We do not know much about Rahab’s past. We must assume, however, that her life up to this point was not what she had hoped for. Most little girls dream of being young maidens or princesses in distress, only to be swept off their feet and whisked away to “happily ever after” by knights in shining armor. They don’t envision being meagerly paid for what their bodies can offer every man who comes to call, with no regard for their hearts. Indeed, Rahab’s hopes and dreams must have been crushed long before we meet her in Joshua 2.
I wonder what led Rahab down the road she chose. Did she feel cast aside by her family, unloved and unwanted? Did she long for affection and acceptance? Was she attempting to fill a huge hole in her heart in the arms of countless men? My guess is yes to most of, if not all of those questions. How is that this woman, an outcast, a “lady of the night,” could triumph through a life of miserable failure? One word: faith.
Rahab heard what the Lord had done for the Israelites and believed that He was the one true God. She then took another leap of faith—at the risk of great peril to herself—aiding two of those same Israelites by hiding them from her people (whose land Israel sought to possess). Rahab was then promised that she would be spared once the Israelites had taken over Jericho. Once again, she chose to believe and was, along with her entire family, saved as promised.
So, what does the story of Rahab tell us? Quite simply, Rahab’s life confirms that a broken vessel can still be used. Life had put many cracks in the vase. Faith glued it back together. Rahab was not perfect, but she knew what her heart told her was true and she acted on it. Rahab was blessed because she believed in what she had heard and not yet seen. What a novel concept, huh?

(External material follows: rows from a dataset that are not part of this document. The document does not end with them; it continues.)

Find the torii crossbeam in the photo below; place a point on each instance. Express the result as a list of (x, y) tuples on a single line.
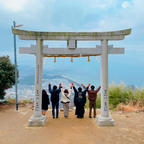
[(40, 51)]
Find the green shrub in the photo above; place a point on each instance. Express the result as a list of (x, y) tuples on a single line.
[(122, 94)]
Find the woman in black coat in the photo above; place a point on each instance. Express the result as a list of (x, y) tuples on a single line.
[(45, 102)]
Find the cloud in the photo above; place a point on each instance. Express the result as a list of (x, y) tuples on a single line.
[(21, 5), (14, 5), (125, 4)]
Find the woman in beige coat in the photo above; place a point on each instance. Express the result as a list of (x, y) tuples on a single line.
[(65, 100)]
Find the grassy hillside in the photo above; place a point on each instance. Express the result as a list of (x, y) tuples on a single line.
[(121, 94)]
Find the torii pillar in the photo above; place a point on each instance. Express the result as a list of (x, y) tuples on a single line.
[(40, 51), (104, 118), (37, 119)]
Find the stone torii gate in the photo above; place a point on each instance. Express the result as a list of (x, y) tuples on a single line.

The example of Rahab should be an encouragement to us all. Never let the circumstances of your life determine the depth of your belief. Believe, even when victory seems impossible. God can take your “impossible” and turn it into a miracle. James said faith without works is dead and he used Rahab as an example to drive the point home. Hold fast to the arm of faith.
So, how can we triumph in the midst of trial? Believe, act, and be blessed.